Find the quadratic least squares Chebyshev polynomial approximation of:
g(z) = 15π/8 (3-z^2)√(4-z^2) on z ∈ [-2,2]

Homework Equations

ϕ₂(t) = c₀/2 T₀(t) +c₁T₁(t)+c₂T₂(t)

T₀(t)=1
T₁(t)=t
T₂(t)=2t²-1

C_j = 2/π ∫ f(t) T_j(t) / (√(1-t²) dt

where the bounds for the integration are -1 to 1.

The Attempt at a Solution

The first thing I know I need to do is transform into t [-1,1], so:

t = z-1 ⇒ z = t+1

at z = 0, t = -1
at z = 2, t = +1
t ∈ [-1,1]

g(z) = (15π/8) (3-z²)√(4-z²)

g(t) = (15π/8) (3-(t+1)²)√(4-(t+1)²)

I'm a bit confused at this point. Hoping someone can be of help. How I've proceeded is below

2/π ∫ g(t) T_j(t) / (√(1-t²)) dt

bounds of integration are again from -1 to 1

c₀ = 2/π ∫ (15π/8) (3-(t+1)²)√(4-(t+1)²) (1) / (√(1-t²)) dt

c₁ = 2/π ∫ (15π/8) (3-(t+1)²)√(4-(t+1)²) (t) / (√(1-t²)) dt

c₂ = 2/π ∫ (15π/8) (3-(t+1)²)√(4-(t+1)²) (2t²-1) / (√(1-t²)) dt

Once i evaluate c₀, c₁, c₂ I can then put them in the equation ϕ₂(t) and then sub the z value back in and get the Chebyshev polynomial approximation. At least I think that's how it's done.

 

[Orodruin]

t = z-1 ⇒ z = t+1

at z = 0, t = -1
at z = 2, t = +1
t ∈ [-1,1]

Your problem statement states that z ∈ [-2,2], not [0,2].

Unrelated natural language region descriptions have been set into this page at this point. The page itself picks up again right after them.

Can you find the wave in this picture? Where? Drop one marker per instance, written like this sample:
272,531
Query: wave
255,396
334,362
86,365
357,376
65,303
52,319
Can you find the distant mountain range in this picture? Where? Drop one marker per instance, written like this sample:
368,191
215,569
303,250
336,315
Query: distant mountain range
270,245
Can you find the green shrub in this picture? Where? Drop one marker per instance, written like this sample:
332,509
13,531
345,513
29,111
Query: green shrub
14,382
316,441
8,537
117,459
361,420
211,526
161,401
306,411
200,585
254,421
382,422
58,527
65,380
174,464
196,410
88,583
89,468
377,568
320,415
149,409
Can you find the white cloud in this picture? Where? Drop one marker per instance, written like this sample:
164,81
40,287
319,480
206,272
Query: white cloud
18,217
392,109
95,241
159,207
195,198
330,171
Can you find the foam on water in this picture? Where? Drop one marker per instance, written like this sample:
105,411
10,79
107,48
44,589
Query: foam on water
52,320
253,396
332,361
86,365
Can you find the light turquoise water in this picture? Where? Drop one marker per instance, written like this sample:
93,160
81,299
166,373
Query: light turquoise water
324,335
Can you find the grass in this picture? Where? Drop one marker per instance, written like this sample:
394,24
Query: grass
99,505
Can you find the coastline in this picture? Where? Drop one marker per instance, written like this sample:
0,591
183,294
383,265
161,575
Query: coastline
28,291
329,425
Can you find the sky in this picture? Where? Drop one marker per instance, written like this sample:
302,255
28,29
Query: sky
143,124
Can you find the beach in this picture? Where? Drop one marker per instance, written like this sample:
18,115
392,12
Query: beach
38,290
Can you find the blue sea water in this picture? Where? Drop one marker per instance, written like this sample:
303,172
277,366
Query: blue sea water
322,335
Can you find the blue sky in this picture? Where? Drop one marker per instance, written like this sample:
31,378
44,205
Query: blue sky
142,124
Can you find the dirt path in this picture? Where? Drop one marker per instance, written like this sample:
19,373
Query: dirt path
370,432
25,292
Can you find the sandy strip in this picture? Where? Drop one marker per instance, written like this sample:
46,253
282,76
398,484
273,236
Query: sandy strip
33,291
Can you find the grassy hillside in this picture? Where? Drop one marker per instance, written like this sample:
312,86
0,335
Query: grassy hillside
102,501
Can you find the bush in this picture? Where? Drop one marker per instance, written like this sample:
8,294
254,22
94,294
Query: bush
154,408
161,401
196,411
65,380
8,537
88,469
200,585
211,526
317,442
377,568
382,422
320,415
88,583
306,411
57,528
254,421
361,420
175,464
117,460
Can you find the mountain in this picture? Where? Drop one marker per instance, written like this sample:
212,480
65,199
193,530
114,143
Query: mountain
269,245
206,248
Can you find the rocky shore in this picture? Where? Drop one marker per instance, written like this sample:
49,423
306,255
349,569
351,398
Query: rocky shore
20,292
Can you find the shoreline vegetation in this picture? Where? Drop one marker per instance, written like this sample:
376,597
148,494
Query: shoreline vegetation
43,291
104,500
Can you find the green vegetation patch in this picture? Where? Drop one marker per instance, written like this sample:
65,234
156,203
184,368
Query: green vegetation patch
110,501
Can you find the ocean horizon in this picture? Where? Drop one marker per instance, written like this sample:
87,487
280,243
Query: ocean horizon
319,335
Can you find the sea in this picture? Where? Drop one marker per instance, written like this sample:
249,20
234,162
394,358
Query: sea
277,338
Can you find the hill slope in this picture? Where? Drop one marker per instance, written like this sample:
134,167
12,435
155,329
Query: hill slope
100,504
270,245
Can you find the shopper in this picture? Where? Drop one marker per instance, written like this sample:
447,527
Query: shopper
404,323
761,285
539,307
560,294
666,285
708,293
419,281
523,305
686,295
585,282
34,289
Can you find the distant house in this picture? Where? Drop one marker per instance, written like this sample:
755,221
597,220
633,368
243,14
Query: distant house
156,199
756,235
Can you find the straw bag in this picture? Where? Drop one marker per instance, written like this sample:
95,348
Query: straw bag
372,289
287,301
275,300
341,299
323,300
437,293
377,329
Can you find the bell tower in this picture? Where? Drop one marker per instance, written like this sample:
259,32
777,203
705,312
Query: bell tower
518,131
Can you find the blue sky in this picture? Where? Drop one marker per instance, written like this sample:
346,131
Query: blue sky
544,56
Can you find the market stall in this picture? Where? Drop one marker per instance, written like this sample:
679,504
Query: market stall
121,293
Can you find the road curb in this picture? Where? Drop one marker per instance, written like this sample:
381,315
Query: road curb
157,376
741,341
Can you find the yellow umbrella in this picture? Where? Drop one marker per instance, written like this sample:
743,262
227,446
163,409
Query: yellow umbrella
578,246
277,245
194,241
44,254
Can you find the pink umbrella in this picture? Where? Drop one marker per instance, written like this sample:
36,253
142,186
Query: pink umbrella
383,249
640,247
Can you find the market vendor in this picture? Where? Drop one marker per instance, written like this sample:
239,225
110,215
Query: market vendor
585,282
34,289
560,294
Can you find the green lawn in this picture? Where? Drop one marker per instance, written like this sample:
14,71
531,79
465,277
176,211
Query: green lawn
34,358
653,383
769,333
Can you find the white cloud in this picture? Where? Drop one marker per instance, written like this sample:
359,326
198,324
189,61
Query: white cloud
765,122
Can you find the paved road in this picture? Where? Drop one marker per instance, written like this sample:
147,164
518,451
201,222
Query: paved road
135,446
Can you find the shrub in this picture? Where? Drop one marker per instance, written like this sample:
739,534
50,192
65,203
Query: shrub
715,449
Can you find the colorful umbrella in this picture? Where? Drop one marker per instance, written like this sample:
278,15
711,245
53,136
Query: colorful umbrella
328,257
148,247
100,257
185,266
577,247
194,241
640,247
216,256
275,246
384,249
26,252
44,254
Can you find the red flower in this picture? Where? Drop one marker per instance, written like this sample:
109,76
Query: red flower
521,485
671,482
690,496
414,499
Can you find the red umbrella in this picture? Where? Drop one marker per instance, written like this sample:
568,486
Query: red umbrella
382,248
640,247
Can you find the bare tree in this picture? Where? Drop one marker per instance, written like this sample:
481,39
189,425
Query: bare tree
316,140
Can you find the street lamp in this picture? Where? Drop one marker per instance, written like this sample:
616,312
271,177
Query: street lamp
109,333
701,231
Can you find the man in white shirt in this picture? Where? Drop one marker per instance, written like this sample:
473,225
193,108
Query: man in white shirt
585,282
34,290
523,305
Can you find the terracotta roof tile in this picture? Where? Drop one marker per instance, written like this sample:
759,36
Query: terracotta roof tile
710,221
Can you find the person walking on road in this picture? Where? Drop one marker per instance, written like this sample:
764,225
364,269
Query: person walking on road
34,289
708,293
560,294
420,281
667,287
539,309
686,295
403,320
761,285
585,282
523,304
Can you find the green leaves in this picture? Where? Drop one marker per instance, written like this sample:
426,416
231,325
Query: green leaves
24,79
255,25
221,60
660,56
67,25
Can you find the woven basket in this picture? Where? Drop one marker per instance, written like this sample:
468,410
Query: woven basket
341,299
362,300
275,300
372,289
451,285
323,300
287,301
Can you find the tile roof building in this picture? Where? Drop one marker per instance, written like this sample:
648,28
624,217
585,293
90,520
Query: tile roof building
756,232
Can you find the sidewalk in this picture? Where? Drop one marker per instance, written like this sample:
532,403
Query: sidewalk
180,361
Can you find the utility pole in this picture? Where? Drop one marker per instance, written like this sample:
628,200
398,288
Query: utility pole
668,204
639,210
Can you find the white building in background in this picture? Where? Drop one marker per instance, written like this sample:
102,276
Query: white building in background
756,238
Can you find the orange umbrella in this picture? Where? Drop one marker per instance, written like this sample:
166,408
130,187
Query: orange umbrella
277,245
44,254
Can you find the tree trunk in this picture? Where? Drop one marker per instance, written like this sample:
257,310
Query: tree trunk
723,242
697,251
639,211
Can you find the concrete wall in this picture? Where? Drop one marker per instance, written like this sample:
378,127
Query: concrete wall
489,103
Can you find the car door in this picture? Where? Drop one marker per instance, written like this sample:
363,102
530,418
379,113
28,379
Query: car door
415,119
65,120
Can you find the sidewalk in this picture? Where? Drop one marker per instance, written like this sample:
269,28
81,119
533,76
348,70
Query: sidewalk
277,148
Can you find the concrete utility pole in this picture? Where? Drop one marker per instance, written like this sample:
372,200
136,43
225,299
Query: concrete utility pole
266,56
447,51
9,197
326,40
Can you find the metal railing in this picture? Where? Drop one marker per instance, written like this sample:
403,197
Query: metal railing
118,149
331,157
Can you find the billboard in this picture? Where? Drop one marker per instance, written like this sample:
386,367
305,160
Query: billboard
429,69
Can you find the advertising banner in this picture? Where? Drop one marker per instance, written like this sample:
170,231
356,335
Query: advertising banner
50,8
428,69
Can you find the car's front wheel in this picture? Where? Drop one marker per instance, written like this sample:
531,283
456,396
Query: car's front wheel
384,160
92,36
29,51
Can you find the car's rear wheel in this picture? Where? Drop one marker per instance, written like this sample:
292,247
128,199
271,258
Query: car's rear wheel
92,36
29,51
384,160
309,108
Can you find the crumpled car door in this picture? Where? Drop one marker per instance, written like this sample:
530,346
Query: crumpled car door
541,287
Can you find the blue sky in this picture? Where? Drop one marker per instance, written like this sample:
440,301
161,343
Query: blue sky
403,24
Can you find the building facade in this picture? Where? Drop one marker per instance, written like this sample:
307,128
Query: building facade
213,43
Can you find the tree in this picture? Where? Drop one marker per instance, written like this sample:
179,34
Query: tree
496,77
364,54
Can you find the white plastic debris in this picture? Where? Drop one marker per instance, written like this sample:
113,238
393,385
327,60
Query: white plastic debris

Also, what you have done is to project the function on the Chebyshev polynomials, which is not really the method of least squares (although, of course, the result is the same). The method of least squares would be to consider the norm squared of $f-T$, where $T$ is some linear combination of the Chebyshev polynomials and then minimise this with respect to the coefficients of the linear combination.

 

[says]

so at z=-2, t=-3
z=2, t=1

that's if:
t=z-1, z=t+1
t ∈ [-3,1]

I don't see how this part is relevant to the problem as i never use it. That is unless t is supposed to be ∈ [-1,1] and I'm supposed to find a different euation for z that satisfies t ∈ [-1,1]?

 

[Orodruin]

The Chebyshev polynomials are relevant for the interval [-1,1] so you must find a different mapping from z to t.